The civil rights bills, long demanded by the labor and Negro movements, finally reached the floor of the Senate on June 8 in the form of amendments to the proposed conscription bill, and were promptly voted down by an overwhelming majority of both Republicans and Democrats. The only “concession” that was adopted was of such minor significance that the Southern Democrats did not even bother to stage a filibuster.

Thus the Republicans have a clause which they will wave as proof of their friendship for the Negro people, and the Southern Democrats have a real victory which will guarantee continuation of the Jim Crow system. All the Negro people and the labor movement have is added proof that both capitalist parties in Congress are foes of civil liberties.

The civil rights riders to the draft bill were introduced by Sen. William Langer (R-N.D.), and had the general support of Negro and labor groups. They would have outlawed racial discrimination in the armed forces; barred discrimination in interstate travel of troops; established federal , penalties for lynching of servicemen; prevented draftees from training against their will in Jim Crow states; penalized discrimination against troops in hotel accommodations, etc.; denied contracts from the armed services to employers practicing Jim Crow employment policies; and prohibited the collection of poll taxes as a condition for draftees’ voting.

All these amendments, except the last, were tabled or defeated by a bi-partisan vote. Most of the Republicans and most of the non-Southern Democrats claimed that they were not against the civil lights measures as such, but wanted them to be considered separately from the draft bill.
 

A Fraud

However, this alibi was shown to be a fraud when the Republicans switched their line on the. final amendment and voted for the anti-poll tax clause, which was adopted by 37–35. The Democrats protested that the Republicans had thereby violated a “general understanding” that both parties would co-operate in killing all the amendments.

The amendment on the poll tax was the most harmless of the lot. It did not outlaw the poll tax as such, but only as it related to servicemen, and only for the two year duration of the draft bill. A majority of the seven poll tax states already practice such a procedure on their own. That was why the Republicans selected it to use as campaign ammunition.

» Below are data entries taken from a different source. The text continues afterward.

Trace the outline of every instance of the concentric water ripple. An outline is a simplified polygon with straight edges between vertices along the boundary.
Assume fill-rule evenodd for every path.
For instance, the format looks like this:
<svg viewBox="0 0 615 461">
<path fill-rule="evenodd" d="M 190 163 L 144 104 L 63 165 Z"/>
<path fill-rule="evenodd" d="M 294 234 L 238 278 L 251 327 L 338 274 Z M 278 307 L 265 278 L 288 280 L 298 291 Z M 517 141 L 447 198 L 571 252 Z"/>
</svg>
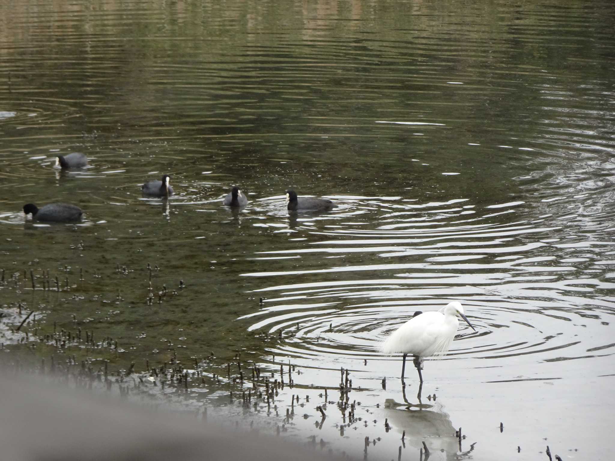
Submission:
<svg viewBox="0 0 615 461">
<path fill-rule="evenodd" d="M 615 346 L 606 327 L 615 304 L 606 293 L 615 284 L 597 268 L 603 264 L 600 253 L 615 242 L 596 239 L 602 226 L 587 226 L 603 214 L 593 208 L 600 197 L 563 199 L 557 205 L 550 201 L 552 213 L 531 221 L 515 219 L 536 212 L 520 208 L 522 202 L 477 210 L 451 207 L 467 200 L 421 204 L 396 199 L 394 216 L 386 201 L 355 199 L 353 205 L 347 199 L 349 207 L 372 207 L 368 219 L 379 225 L 345 222 L 347 210 L 322 218 L 333 226 L 308 216 L 298 221 L 295 232 L 307 242 L 293 238 L 294 248 L 256 255 L 271 260 L 271 269 L 243 274 L 264 286 L 255 291 L 262 309 L 240 319 L 248 331 L 282 335 L 271 349 L 275 355 L 335 368 L 340 360 L 382 358 L 380 342 L 414 312 L 458 299 L 477 333 L 460 323 L 448 358 L 501 366 L 520 356 L 539 363 L 610 355 Z M 577 208 L 581 202 L 591 205 L 576 215 L 579 223 L 561 222 L 571 218 L 569 204 Z M 470 217 L 464 214 L 467 208 Z M 503 221 L 491 210 L 512 214 Z M 594 235 L 579 238 L 570 235 L 574 230 Z M 333 258 L 333 264 L 302 268 L 302 259 L 315 255 L 323 262 Z"/>
</svg>

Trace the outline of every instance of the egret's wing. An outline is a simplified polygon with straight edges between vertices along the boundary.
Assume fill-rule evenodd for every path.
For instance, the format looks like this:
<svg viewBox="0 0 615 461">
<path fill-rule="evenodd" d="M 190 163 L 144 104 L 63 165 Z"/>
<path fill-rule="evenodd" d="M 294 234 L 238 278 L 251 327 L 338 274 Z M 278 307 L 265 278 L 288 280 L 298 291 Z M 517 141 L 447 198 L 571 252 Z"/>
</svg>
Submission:
<svg viewBox="0 0 615 461">
<path fill-rule="evenodd" d="M 389 355 L 403 352 L 429 357 L 431 354 L 427 353 L 438 342 L 439 325 L 443 320 L 442 314 L 432 311 L 413 317 L 383 342 L 381 350 Z"/>
</svg>

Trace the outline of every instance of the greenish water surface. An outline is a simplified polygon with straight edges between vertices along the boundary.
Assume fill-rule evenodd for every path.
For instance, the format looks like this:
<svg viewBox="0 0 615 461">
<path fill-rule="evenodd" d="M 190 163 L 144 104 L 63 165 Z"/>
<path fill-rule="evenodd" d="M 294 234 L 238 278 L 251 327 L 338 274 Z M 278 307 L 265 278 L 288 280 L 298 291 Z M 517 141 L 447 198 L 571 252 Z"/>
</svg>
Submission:
<svg viewBox="0 0 615 461">
<path fill-rule="evenodd" d="M 237 377 L 240 353 L 245 390 L 250 366 L 279 379 L 291 362 L 280 417 L 297 392 L 304 406 L 287 431 L 354 457 L 368 436 L 394 458 L 406 430 L 407 459 L 424 439 L 430 460 L 547 443 L 609 459 L 613 26 L 606 0 L 0 1 L 5 355 L 120 374 L 196 359 L 210 379 L 229 362 Z M 88 168 L 54 168 L 74 151 Z M 142 197 L 164 173 L 175 196 Z M 221 205 L 234 184 L 241 210 Z M 288 188 L 337 207 L 289 215 Z M 58 201 L 82 223 L 25 221 L 25 203 Z M 426 361 L 431 408 L 397 406 L 380 341 L 451 299 L 478 332 Z M 315 410 L 340 368 L 361 403 L 345 432 L 347 409 L 320 427 Z M 167 392 L 227 401 L 230 385 L 197 380 Z"/>
</svg>

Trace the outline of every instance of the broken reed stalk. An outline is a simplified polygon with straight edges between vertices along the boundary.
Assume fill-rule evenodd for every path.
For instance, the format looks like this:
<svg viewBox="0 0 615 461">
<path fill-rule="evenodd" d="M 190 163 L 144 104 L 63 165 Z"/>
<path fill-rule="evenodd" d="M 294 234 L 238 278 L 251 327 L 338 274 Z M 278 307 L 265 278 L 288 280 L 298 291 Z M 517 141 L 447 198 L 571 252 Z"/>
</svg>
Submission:
<svg viewBox="0 0 615 461">
<path fill-rule="evenodd" d="M 427 445 L 425 444 L 425 441 L 423 441 L 423 451 L 425 452 L 426 455 L 429 454 L 429 449 L 427 447 Z"/>
<path fill-rule="evenodd" d="M 15 331 L 19 331 L 19 329 L 20 329 L 20 328 L 22 328 L 22 326 L 23 326 L 23 324 L 26 323 L 26 320 L 28 320 L 28 318 L 30 318 L 30 315 L 31 315 L 33 314 L 33 313 L 34 313 L 34 311 L 33 311 L 33 310 L 32 310 L 32 311 L 30 311 L 30 313 L 29 314 L 28 314 L 28 315 L 27 315 L 26 316 L 26 318 L 24 318 L 24 319 L 23 319 L 23 320 L 22 320 L 22 323 L 19 324 L 19 326 L 18 326 L 18 327 L 17 327 L 17 329 L 15 330 Z"/>
</svg>

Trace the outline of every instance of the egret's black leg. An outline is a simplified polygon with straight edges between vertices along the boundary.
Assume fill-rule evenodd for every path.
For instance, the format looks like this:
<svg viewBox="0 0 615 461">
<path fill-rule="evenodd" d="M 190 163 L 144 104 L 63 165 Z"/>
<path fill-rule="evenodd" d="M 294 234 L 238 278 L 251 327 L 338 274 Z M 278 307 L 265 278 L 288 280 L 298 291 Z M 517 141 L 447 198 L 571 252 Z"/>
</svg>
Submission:
<svg viewBox="0 0 615 461">
<path fill-rule="evenodd" d="M 402 383 L 403 383 L 403 372 L 406 371 L 406 356 L 407 353 L 403 355 L 403 362 L 402 363 Z"/>
<path fill-rule="evenodd" d="M 421 374 L 421 357 L 418 355 L 415 356 L 415 366 L 416 367 L 416 371 L 419 372 L 419 379 L 421 380 L 421 382 L 423 383 L 423 375 Z"/>
</svg>

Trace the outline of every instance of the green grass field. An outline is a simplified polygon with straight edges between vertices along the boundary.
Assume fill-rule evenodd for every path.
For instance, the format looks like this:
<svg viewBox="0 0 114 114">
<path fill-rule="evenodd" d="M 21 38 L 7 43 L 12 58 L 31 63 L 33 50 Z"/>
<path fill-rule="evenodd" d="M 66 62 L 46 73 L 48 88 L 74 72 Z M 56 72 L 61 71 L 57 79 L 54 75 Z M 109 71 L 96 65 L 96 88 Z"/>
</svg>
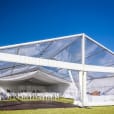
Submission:
<svg viewBox="0 0 114 114">
<path fill-rule="evenodd" d="M 20 99 L 22 100 L 22 99 Z M 39 99 L 33 99 L 37 101 Z M 15 102 L 16 99 L 10 99 L 7 101 Z M 28 99 L 22 100 L 28 101 Z M 58 102 L 73 103 L 73 99 L 59 98 Z M 107 107 L 89 107 L 89 108 L 49 108 L 49 109 L 33 109 L 33 110 L 10 110 L 0 111 L 0 114 L 114 114 L 114 106 Z"/>
<path fill-rule="evenodd" d="M 114 106 L 0 111 L 0 114 L 114 114 Z"/>
</svg>

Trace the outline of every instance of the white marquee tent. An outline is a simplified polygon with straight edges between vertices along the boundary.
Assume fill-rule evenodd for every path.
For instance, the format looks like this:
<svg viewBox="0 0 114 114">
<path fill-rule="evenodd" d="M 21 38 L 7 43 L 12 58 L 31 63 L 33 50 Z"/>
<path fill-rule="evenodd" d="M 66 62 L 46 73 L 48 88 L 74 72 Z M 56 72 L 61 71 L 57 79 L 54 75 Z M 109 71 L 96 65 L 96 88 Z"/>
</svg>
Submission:
<svg viewBox="0 0 114 114">
<path fill-rule="evenodd" d="M 80 106 L 114 105 L 114 53 L 84 33 L 3 46 L 0 91 L 9 88 L 58 92 Z"/>
</svg>

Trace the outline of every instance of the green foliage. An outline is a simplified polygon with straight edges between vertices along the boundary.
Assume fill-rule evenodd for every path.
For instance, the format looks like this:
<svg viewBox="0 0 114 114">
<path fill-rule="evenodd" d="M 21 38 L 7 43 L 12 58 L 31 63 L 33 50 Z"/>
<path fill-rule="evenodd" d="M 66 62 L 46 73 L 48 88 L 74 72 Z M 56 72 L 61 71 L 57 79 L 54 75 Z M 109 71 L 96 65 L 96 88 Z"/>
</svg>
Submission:
<svg viewBox="0 0 114 114">
<path fill-rule="evenodd" d="M 114 106 L 0 111 L 0 114 L 114 114 Z"/>
</svg>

The bi-partisan opponents of the Langer amendments kept repeating that civil rights bills should be permitted to “stand on their own feet.” But that is just what is being prevented by the united action of both parties, who are keeping the major civil rights bills bottled up in committee.

The so-called liberal Senator Wayne Morse (R-Ore.), who also voted against the amendments, had the effrontery to blame the American people for the pro-Jim Crow stand of the capitalist parties: “Neither the people nor the Congress are ready for these amendments.” He said that some day they would be passed but he didn’t know if he would live long enough to see it.

If the working people depend on men like Morse, then we surely will never live to see adequate civil rights legislation enacted by Congress. But the hypocrisy and cynical maneuvers of both parties are tearing the veils from the eyes of the people, and teaching them” the necessity to build a party of their own. The next big step in the fight for civil rights is the building of a powerful Labor Party, based on the unions and Negro organizations. The establishment of such a party is one of the major objectives of the Socialist Workers Party.